For some reason each host needs to have search cluster.local on each nodes /etc/resolv.conf. This entry is set by installer, but resolv.conf if rewritten always on VM restart.

If you need to restart VMs or for some other reason you get this errors message during build.

Pushing image docker-registry.default.svc:5000/test/test:latest ...
Registry server Address:
Registry server User Name: serviceaccount
Registry server Email: serviceaccount@example.org
Registry server Password: «non-empty»
error: build error: Failed to push image: Get https://docker-registry.default.svc:5000/v1/_ping: dial tcp: lookup docker-registry.default.svc on 192.168.122.48:53: no such host

Then you should run this (on hypervisor)

[root@CentOS-73-64-minimal hetzner-ocp]# ansible-playbook /root/hetzner-ocp/playbooks/fixes/resolv_fix.yml

NOTE: This fix is lost if VM is restarted. To make persistent change, you need to do following on all nodes.

  1. ssh to host
  2. vi /etc/NetworkManager/dispatcher.d/99-origin-dns.sh
  3. Add below line after line 113
echo "search cluster.local" >> ${NEW_RESOLV_CONF}

Save and exit and then restart NetworkManager with following command

systemctl restart NetworkManager

Docker fails to write data to disk

Directory permission and SELinux magic might not be setup correctly during installation. If that happens you will encounter Error 500 during build. If you experience that error, should verify error from docker-registry pod.

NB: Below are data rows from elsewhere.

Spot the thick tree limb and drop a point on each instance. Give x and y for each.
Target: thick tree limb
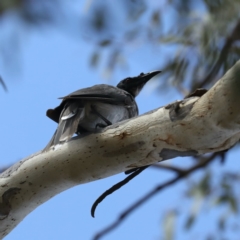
(197, 125)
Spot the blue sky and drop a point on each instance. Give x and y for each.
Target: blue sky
(51, 63)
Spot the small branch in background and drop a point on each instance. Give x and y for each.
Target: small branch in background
(180, 175)
(3, 84)
(168, 167)
(223, 55)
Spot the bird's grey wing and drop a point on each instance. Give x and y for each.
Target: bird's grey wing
(68, 124)
(101, 92)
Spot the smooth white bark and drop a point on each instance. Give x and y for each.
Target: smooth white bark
(210, 123)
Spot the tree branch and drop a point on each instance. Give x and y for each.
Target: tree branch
(180, 175)
(190, 127)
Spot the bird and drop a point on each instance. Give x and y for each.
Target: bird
(99, 106)
(88, 109)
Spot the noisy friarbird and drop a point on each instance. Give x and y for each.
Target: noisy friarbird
(87, 109)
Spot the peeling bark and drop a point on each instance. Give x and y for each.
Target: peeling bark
(196, 125)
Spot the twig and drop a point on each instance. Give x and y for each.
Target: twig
(168, 167)
(137, 204)
(230, 40)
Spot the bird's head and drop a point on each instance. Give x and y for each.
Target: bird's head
(134, 85)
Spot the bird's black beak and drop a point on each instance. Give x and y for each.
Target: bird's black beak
(144, 78)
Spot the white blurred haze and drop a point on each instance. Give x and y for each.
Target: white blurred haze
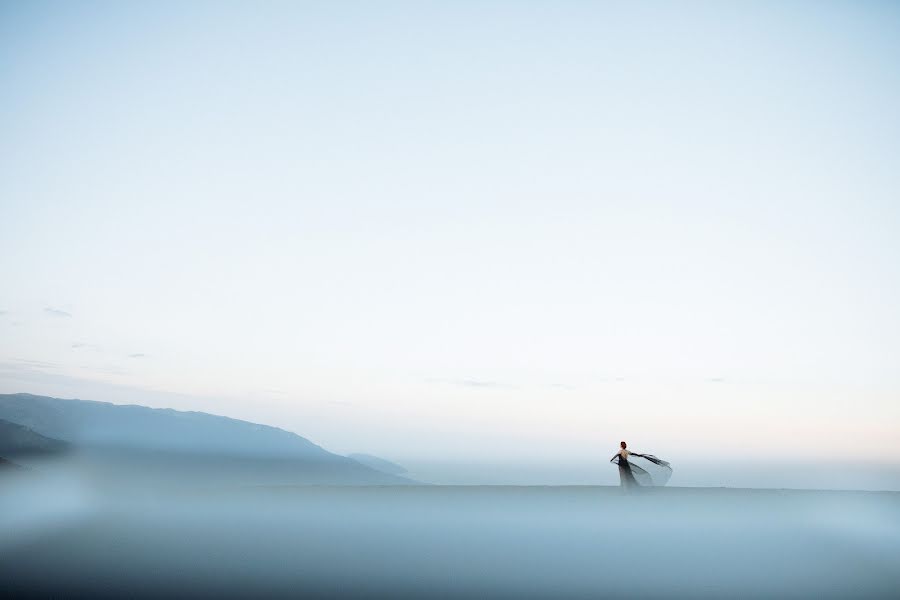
(501, 231)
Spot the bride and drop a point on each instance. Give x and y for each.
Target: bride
(632, 475)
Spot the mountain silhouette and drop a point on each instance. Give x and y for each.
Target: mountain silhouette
(379, 464)
(17, 440)
(142, 442)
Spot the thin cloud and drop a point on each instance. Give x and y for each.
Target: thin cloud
(474, 383)
(561, 386)
(85, 346)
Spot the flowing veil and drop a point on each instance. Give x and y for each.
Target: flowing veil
(647, 469)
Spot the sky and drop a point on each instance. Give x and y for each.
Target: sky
(480, 232)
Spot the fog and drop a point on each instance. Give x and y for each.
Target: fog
(67, 533)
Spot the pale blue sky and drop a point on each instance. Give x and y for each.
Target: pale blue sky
(483, 230)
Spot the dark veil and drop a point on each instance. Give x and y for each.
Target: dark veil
(646, 470)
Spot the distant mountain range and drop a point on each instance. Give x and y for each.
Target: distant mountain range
(379, 464)
(141, 442)
(18, 440)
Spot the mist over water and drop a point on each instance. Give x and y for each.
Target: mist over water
(822, 475)
(70, 534)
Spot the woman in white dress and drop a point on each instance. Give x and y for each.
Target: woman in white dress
(632, 476)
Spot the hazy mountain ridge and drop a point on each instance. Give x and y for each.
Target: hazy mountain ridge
(140, 441)
(378, 463)
(17, 439)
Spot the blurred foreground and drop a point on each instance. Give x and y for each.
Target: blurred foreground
(62, 537)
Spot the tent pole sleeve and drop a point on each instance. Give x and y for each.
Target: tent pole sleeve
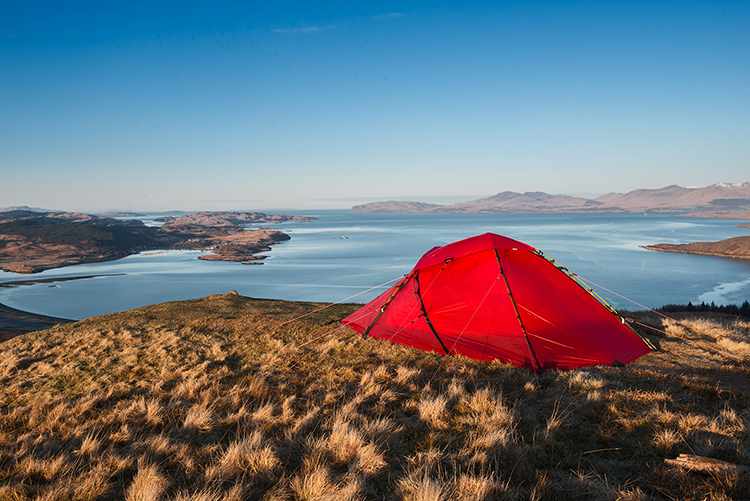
(385, 305)
(518, 315)
(427, 318)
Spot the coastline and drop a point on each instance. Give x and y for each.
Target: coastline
(14, 322)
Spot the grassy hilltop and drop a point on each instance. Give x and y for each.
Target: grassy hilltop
(219, 398)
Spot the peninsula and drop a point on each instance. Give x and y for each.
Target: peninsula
(737, 247)
(31, 241)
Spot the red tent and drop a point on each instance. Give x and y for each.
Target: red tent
(492, 298)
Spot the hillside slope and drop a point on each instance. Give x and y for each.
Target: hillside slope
(226, 398)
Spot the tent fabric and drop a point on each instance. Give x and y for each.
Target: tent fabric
(493, 298)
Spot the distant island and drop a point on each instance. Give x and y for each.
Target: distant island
(31, 241)
(717, 197)
(737, 247)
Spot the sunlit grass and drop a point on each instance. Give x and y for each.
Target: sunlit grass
(220, 398)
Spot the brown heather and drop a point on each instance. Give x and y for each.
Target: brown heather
(220, 399)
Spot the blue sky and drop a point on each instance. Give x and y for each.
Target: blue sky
(263, 105)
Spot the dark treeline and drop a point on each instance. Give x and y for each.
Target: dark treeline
(729, 309)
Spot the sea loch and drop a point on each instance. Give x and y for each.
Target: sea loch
(342, 254)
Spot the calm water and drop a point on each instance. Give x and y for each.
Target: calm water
(343, 253)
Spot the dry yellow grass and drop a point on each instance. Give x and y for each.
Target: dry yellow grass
(196, 400)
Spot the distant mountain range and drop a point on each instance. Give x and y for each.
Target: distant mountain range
(719, 196)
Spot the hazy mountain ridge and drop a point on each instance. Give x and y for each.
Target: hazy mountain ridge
(671, 198)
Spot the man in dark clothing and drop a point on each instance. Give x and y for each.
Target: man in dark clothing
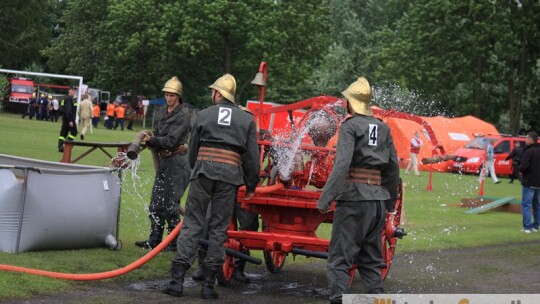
(515, 156)
(31, 107)
(223, 153)
(246, 221)
(169, 140)
(69, 112)
(43, 104)
(364, 182)
(530, 180)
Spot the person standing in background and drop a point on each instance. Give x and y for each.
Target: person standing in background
(490, 164)
(31, 107)
(85, 113)
(97, 114)
(54, 110)
(120, 112)
(416, 144)
(109, 119)
(43, 103)
(69, 127)
(515, 156)
(530, 181)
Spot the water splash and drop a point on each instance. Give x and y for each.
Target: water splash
(318, 125)
(404, 100)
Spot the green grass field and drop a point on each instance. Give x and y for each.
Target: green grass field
(433, 219)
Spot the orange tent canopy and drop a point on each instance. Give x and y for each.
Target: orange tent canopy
(451, 133)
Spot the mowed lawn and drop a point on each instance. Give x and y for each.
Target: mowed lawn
(433, 219)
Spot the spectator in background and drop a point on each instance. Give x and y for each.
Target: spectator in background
(120, 112)
(69, 127)
(416, 144)
(109, 119)
(515, 156)
(530, 195)
(97, 114)
(130, 116)
(43, 103)
(85, 112)
(54, 110)
(490, 164)
(31, 107)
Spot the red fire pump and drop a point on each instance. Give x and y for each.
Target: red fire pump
(286, 198)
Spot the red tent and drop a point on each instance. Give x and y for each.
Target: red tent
(451, 133)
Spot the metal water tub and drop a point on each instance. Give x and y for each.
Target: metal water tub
(47, 205)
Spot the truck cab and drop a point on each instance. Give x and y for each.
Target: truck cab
(472, 157)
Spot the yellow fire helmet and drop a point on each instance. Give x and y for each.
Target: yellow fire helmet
(359, 96)
(226, 86)
(174, 86)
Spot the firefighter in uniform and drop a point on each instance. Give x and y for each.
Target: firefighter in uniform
(246, 221)
(69, 127)
(169, 139)
(363, 182)
(223, 153)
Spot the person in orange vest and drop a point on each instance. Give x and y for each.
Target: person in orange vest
(97, 113)
(109, 119)
(120, 111)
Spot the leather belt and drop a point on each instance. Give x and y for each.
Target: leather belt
(219, 156)
(364, 176)
(182, 149)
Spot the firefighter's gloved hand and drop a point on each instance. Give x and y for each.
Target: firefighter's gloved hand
(390, 205)
(249, 195)
(323, 207)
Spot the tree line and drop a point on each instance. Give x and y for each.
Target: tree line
(426, 57)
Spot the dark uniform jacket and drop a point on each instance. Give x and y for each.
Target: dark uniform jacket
(364, 142)
(172, 129)
(530, 166)
(67, 108)
(225, 126)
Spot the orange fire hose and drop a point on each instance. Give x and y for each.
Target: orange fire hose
(120, 271)
(101, 275)
(265, 189)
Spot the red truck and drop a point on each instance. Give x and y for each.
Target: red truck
(19, 91)
(471, 158)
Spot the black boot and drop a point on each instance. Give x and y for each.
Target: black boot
(208, 292)
(60, 146)
(238, 273)
(170, 227)
(198, 275)
(176, 285)
(156, 235)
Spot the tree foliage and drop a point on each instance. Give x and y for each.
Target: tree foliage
(137, 45)
(25, 31)
(427, 57)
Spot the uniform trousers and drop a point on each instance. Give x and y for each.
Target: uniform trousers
(356, 239)
(171, 181)
(202, 190)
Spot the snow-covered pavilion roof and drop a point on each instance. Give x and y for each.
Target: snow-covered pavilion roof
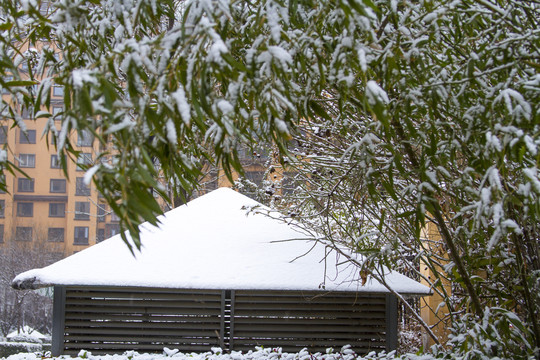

You can get logs from docker registry with this command from master01 host

[root@CentOS-73-64-minimal hetzner-ocp]# ssh master01
[root@localhost ~]# oc project default
[root@localhost ~]# oc logs dc/docker-registry

If you have 'permission denied' on registry logs you need to run following playbook on hypervisor and restart registry pod

Playbook for fixing permissions

[root@CentOS-73-64-minimal hetzner-ocp]# ansible-playbook /root/hetzner-ocp/playbooks/fixes/registry_hostpath.yml

Restart docker-registry pod

[root@CentOS-73-64-minimal hetzner-ocp]# ssh master01
[root@localhost ~]# oc delete po -l deploymentconfig=docker-registry

OCP installation fails due access denied

Sometimes OCP installation fails do master access denied problems. In that case you might see error message like following.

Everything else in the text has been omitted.